Filat’s return to frontline politics dates back to 2005, when he entered parliament for the first time. He joined other opposition politicians in voting for a second term for Vladimir Voronin, the communist president. In 2007, after a very poor performance in a bid for the mayoralty of Chisinau, Filat founded his centre-right Liberal Democrat Party. In elections in April 2009, his party came third – but, with 15 seats, came in far behind the Communists, who won 60 of parliament’s 101 seats. Filat’s energetic personality, a vision shaped by his successful business career and a good team helped him.

Fact File

Curriculum Vitae

1969: Born, Lapusna
1989-90: College student co-operative
1990-94: Law student, Alexandru Ioan Cuza University, Romania
1994-98: Businessman in Moldova and Romania
1998-99: Director of the department of privatisation and state property administration
1999: Minister of state
2000-05: Vice-president of the Democratic Party of Moldova (DPM)
2005-07: Member of parliament for the DPM
2007: Forms the Liberal Democratic Party
2009-: Prime minister

It was the beginning of a tumultuous period. Violent street protests followed allegations of fraud, the elections were re-held in July and the opposition – in a coalition called the Alliance for European Integration (AEI) – emerged victorious. But its parliamentary majority was too narrow to enable it to elect a president.

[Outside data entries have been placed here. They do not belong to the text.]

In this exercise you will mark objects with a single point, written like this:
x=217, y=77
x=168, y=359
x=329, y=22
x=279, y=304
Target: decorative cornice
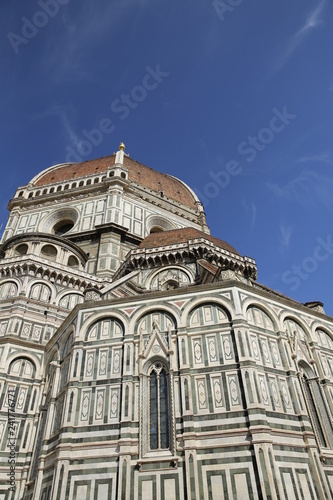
x=55, y=273
x=194, y=249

In power, Filat has carried out some rapid reforms (notably of taxation, agriculture, the judiciary and broadcasting). His efforts have been appreciated in the West. Improved relations have been reflected, for example, in the EU’s and the UK’s decision to help cover the cost of hikes in heating bills and, on 14 October, the European Commission said that Moldova was progressing faster than Balkan countries that have been promised EU membership. His government has now started negotiations for an association agreement with the EU and a dialogue for a visa-free regime.

He cites all this as evidence that he is a good administrator. But the evidence of his political skill is less convincing. In a referendum in September, Filat failed to persuade voters to end the continuing impasse about the presidency by introducing a popular vote for the presidency. On 29 September Mihai Ghimpu, the country’s acting head of state, did as the constitution required and dissolved parliament.

The announcement marked the end of the governing coalition, whose severe strains – particularly between Ghimpu and Filat – had been public knowledge for some time. Filat’s strategy has several strands. He is denying coalition partners credit for the government’s successes: they baulked, he claims, at taking over a country in crisis. And he is taking the political credit for a social spending package for poor families introduced, in controversial fashion, in September.

Something of a risk-taker, Filat has solid grounds for confidence in his battle with his former partners. His party’s popularity is growing faster than the economy, and some local party organisations of Filat’s coalition partners have transferred their allegiance to his more centrist party.

Some colleagues believe that Filat may be firing too much ammunition at his erstwhile partners and too little at the Communists. Still, if removed from power, he will be able to look back on 14 months in power in which he has achieved at least one great thing: freedom of speech and thought is now almost untrammelled. How Moldovans themselves will choose to use that liberty is an open question.